Черубина де Габриак

Константин Рыжов
Черубина де Габриак - самая знаменитая мистификация в русской литературе начала XX века – была создана фантазией двух поэтов.  Образ таинственной испанки придумал Максимилиан Волошин, а все стихи, написанные от ее имени, сочинила никому неизвестная тогда Елизавета Ивановна Дмитриева.

Родилась Елизавета Дмитриева в апреле 1887 г. в Петербурге в бедной дворянской семье учителя чистописания. Отец ее рано умер от чахотки, и сама она в детстве и юности страдала тем же недугом ("туберкулез костей и легких"). С семи до шестнадцати лет Дмитриева едва могла вставать с постели, год была слепа, на всю жизнь осталась хромой. Потом болезнь отступила. В 1904 г. Дмитриева с золотой медалью экстерном окончила Василеостровскую гимназию, в 1908 г. - Женский Императорский педагогический институт, причем сразу по двум специальностям  (занималась средневековой историей и средневековой французской литературой). Одновременно она слушала лекции в Петербургском университете и Сорбонне, работала учительницей русской словесности, печаталась в теософских журналах и занималась профессиональными переводами с испанского.

По возвращении из-за границы в апреле 1908 г. Дмитриева начала посещать знаменитые среды на «башне» Вячеслава Иванова. Там она познакомилась с Максимилианом Волошиным. В январе 1909 г. на одной из лекций в Академии художеств возобновилось ее шапочное парижское знакомство с Николаем Гумилевым, почти сразу  переросшее в бурный роман. В мае 1909 г. они вместе поехали в Коктебель. Но здесь их отношения неожиданно прервались. Дмитриева  сблизилась с Волошиным, а Гумилев уехал, затаив досаду, как на свою бывшую возлюбленную, так и на хозяина дома. Вскоре после этого в Коктебеле и «родилась» Черубина де Габриак. Звучный псевдоним и образ таинственной иноземной красавицы придумал Волошин. Он же отобрал те  стихотворения Дмитриевой, которые могли заинтриговать столичную художественную элиту. Главной целью мистификации избрали Сергея Маковского – редактора недавно основанного журнала "Аполлон". Осенью он стал регулярно получать мелко исписанные листки в траурной кайме с необычайными, экзотическими  стихами. Автором их была испанка со звучным именем Черубина де Габриак. Из ее полупризнаний "аполлоновцы" установили, что Черубина происходила из древнего, едва ли не царского рода, необычайно хороша собой, томится на чужбине и несет крест избранничества и мучительной любви. Интерес к незнакомке подогревали ее замечательные стихи, сразу оцененные знатоками. Иннокентий Анненский писал в своей предсмертной статье: "Пусть она даже мираж... я боюсь этой инфанты, этого папоротника, этой черной склоненной фигуры с веером около исповедальни..." Маковский положительно влюбился в свою корреспондентку и готов был на все ради свидания с ней.

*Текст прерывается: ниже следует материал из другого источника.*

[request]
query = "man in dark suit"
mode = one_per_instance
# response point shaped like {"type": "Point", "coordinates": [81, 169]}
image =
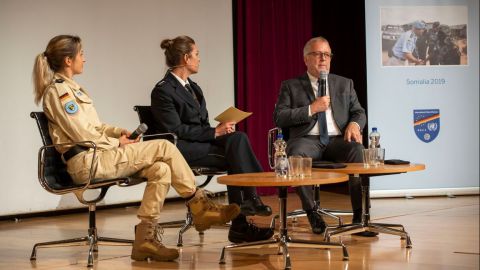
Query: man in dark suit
{"type": "Point", "coordinates": [322, 127]}
{"type": "Point", "coordinates": [178, 106]}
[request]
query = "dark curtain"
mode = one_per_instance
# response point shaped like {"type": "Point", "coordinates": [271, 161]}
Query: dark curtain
{"type": "Point", "coordinates": [269, 36]}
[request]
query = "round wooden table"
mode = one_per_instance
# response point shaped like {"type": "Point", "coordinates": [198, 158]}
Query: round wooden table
{"type": "Point", "coordinates": [356, 170]}
{"type": "Point", "coordinates": [282, 241]}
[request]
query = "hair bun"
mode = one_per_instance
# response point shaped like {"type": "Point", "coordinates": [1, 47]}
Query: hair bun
{"type": "Point", "coordinates": [166, 43]}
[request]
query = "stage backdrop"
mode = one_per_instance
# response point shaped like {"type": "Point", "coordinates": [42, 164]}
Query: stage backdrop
{"type": "Point", "coordinates": [427, 113]}
{"type": "Point", "coordinates": [124, 61]}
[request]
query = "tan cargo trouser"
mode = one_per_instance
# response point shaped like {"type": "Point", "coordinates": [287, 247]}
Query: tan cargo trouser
{"type": "Point", "coordinates": [158, 160]}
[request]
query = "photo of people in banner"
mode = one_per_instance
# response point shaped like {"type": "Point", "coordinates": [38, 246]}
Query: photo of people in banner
{"type": "Point", "coordinates": [424, 35]}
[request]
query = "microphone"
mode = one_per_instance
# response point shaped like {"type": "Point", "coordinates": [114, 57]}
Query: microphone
{"type": "Point", "coordinates": [139, 131]}
{"type": "Point", "coordinates": [322, 88]}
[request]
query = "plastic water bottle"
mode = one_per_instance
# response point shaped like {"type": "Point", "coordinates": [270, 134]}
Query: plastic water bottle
{"type": "Point", "coordinates": [281, 161]}
{"type": "Point", "coordinates": [374, 137]}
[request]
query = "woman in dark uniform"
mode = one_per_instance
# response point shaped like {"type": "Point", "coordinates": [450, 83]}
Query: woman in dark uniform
{"type": "Point", "coordinates": [178, 106]}
{"type": "Point", "coordinates": [72, 118]}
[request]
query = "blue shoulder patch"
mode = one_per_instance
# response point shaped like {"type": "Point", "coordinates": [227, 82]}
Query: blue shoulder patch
{"type": "Point", "coordinates": [71, 107]}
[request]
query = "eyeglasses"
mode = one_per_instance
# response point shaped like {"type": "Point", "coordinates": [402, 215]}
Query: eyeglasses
{"type": "Point", "coordinates": [325, 55]}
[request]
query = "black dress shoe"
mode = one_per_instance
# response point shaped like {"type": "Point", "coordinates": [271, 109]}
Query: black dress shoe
{"type": "Point", "coordinates": [357, 218]}
{"type": "Point", "coordinates": [317, 223]}
{"type": "Point", "coordinates": [248, 232]}
{"type": "Point", "coordinates": [255, 207]}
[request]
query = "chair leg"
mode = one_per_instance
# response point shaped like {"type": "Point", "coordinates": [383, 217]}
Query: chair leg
{"type": "Point", "coordinates": [92, 240]}
{"type": "Point", "coordinates": [185, 227]}
{"type": "Point", "coordinates": [81, 241]}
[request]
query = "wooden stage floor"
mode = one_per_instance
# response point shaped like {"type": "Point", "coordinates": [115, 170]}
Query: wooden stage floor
{"type": "Point", "coordinates": [444, 232]}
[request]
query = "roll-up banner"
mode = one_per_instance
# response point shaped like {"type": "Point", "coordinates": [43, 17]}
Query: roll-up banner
{"type": "Point", "coordinates": [423, 92]}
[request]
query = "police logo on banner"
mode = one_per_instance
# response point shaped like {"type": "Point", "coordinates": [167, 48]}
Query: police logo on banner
{"type": "Point", "coordinates": [426, 124]}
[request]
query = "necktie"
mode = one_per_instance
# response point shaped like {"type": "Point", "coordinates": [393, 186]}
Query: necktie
{"type": "Point", "coordinates": [322, 118]}
{"type": "Point", "coordinates": [190, 89]}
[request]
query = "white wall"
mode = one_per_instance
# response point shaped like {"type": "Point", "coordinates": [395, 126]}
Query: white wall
{"type": "Point", "coordinates": [124, 61]}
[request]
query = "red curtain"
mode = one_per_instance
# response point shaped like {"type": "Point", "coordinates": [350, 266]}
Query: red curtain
{"type": "Point", "coordinates": [269, 38]}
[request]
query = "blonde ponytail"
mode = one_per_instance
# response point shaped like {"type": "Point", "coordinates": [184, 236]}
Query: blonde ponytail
{"type": "Point", "coordinates": [52, 60]}
{"type": "Point", "coordinates": [42, 76]}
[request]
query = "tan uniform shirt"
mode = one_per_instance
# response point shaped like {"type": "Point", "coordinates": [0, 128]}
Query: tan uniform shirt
{"type": "Point", "coordinates": [72, 116]}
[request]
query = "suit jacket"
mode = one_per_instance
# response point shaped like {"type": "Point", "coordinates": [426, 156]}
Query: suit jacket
{"type": "Point", "coordinates": [291, 109]}
{"type": "Point", "coordinates": [175, 110]}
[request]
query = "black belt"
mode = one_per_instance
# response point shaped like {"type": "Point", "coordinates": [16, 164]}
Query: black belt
{"type": "Point", "coordinates": [77, 149]}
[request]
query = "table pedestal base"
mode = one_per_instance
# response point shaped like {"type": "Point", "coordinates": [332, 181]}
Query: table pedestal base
{"type": "Point", "coordinates": [282, 241]}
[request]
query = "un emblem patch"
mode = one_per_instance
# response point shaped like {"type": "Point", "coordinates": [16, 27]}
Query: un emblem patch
{"type": "Point", "coordinates": [71, 107]}
{"type": "Point", "coordinates": [426, 124]}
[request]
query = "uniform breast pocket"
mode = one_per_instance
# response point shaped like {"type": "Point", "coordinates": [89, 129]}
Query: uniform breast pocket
{"type": "Point", "coordinates": [81, 97]}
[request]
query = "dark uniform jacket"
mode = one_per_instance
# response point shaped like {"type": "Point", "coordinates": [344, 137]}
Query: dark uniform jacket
{"type": "Point", "coordinates": [175, 110]}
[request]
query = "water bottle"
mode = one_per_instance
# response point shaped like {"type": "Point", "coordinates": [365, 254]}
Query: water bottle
{"type": "Point", "coordinates": [374, 137]}
{"type": "Point", "coordinates": [281, 161]}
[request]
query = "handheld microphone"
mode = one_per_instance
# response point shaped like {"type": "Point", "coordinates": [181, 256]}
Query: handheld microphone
{"type": "Point", "coordinates": [139, 131]}
{"type": "Point", "coordinates": [322, 88]}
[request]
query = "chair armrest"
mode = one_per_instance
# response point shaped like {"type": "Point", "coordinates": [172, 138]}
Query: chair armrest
{"type": "Point", "coordinates": [172, 137]}
{"type": "Point", "coordinates": [89, 144]}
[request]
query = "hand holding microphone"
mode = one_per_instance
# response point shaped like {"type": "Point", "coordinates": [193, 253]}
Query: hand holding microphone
{"type": "Point", "coordinates": [322, 83]}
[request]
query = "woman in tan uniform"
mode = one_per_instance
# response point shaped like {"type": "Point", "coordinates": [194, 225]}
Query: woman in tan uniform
{"type": "Point", "coordinates": [73, 118]}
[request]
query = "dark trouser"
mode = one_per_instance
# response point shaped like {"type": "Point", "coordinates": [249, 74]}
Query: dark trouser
{"type": "Point", "coordinates": [234, 153]}
{"type": "Point", "coordinates": [337, 150]}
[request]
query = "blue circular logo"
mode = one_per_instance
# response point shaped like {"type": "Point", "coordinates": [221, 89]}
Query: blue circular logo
{"type": "Point", "coordinates": [71, 107]}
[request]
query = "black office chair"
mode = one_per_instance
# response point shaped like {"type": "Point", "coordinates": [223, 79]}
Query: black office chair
{"type": "Point", "coordinates": [333, 213]}
{"type": "Point", "coordinates": [53, 177]}
{"type": "Point", "coordinates": [145, 116]}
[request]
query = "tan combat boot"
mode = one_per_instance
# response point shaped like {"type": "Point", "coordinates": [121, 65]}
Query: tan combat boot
{"type": "Point", "coordinates": [206, 212]}
{"type": "Point", "coordinates": [148, 244]}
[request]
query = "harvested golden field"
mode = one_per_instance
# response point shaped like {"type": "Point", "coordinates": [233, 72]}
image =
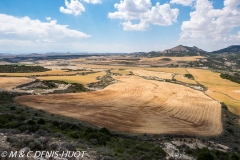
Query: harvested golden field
{"type": "Point", "coordinates": [181, 78]}
{"type": "Point", "coordinates": [9, 83]}
{"type": "Point", "coordinates": [169, 70]}
{"type": "Point", "coordinates": [76, 79]}
{"type": "Point", "coordinates": [52, 72]}
{"type": "Point", "coordinates": [188, 58]}
{"type": "Point", "coordinates": [220, 89]}
{"type": "Point", "coordinates": [142, 107]}
{"type": "Point", "coordinates": [121, 71]}
{"type": "Point", "coordinates": [161, 75]}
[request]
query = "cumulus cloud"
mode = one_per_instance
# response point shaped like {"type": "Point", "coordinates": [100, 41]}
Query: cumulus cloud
{"type": "Point", "coordinates": [26, 29]}
{"type": "Point", "coordinates": [93, 1]}
{"type": "Point", "coordinates": [212, 27]}
{"type": "Point", "coordinates": [48, 18]}
{"type": "Point", "coordinates": [144, 13]}
{"type": "Point", "coordinates": [182, 2]}
{"type": "Point", "coordinates": [74, 7]}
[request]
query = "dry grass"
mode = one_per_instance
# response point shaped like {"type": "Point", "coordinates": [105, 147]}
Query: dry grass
{"type": "Point", "coordinates": [139, 106]}
{"type": "Point", "coordinates": [52, 72]}
{"type": "Point", "coordinates": [169, 70]}
{"type": "Point", "coordinates": [121, 71]}
{"type": "Point", "coordinates": [161, 75]}
{"type": "Point", "coordinates": [217, 87]}
{"type": "Point", "coordinates": [189, 58]}
{"type": "Point", "coordinates": [181, 78]}
{"type": "Point", "coordinates": [76, 79]}
{"type": "Point", "coordinates": [9, 83]}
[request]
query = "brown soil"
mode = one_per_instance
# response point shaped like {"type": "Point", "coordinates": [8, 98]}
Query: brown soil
{"type": "Point", "coordinates": [139, 106]}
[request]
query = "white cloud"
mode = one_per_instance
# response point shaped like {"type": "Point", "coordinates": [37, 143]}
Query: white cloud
{"type": "Point", "coordinates": [74, 7]}
{"type": "Point", "coordinates": [23, 30]}
{"type": "Point", "coordinates": [48, 18]}
{"type": "Point", "coordinates": [211, 27]}
{"type": "Point", "coordinates": [144, 13]}
{"type": "Point", "coordinates": [93, 1]}
{"type": "Point", "coordinates": [182, 2]}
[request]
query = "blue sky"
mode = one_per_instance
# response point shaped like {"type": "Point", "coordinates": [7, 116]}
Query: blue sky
{"type": "Point", "coordinates": [40, 26]}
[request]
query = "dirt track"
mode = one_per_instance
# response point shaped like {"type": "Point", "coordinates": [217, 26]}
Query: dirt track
{"type": "Point", "coordinates": [139, 106]}
{"type": "Point", "coordinates": [9, 83]}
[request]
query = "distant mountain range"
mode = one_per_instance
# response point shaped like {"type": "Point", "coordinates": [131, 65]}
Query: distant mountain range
{"type": "Point", "coordinates": [179, 51]}
{"type": "Point", "coordinates": [230, 49]}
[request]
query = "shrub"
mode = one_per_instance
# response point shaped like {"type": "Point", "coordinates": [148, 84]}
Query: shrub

Начиная игру, Волошин и Дмитриева не могли, конечно, предвидеть подобного успеха. Суеверно-чуткая Дмитриева вскоре стала отождествлять себя с Черубиной, ощущать ее как подлинное и более реальное воплощение своего "я". Надо так же учесть, что, работая в редакции «Аполлона», она постоянно слышала разговоры о Черубине, которой все поголовно восхищались и все старались разгадать ее инкогнито. К чему все это могло привести, продлись розыгрыш дольше, не известно.  Мистификация раскрылась совершенно неожиданным образом: немецкий переводчик Гюнтер, тоже сотрудник "Аполлона", под гипнозом заставил  Дмитриеву выдать тайну Черубины. От него подлинное имя незнакомки узнали остальные «аполлоновцы». Конец игры получился совсем не таким веселым, как начало. Страшно разочарованный Маковский не мог простить розыгрыша, выставившего его в смешном свете. Гумилев так же очень резко отозвался о Дмитриевой.  Защищая ее честь, Волошин стрелялся с Гумилевым на дуэли.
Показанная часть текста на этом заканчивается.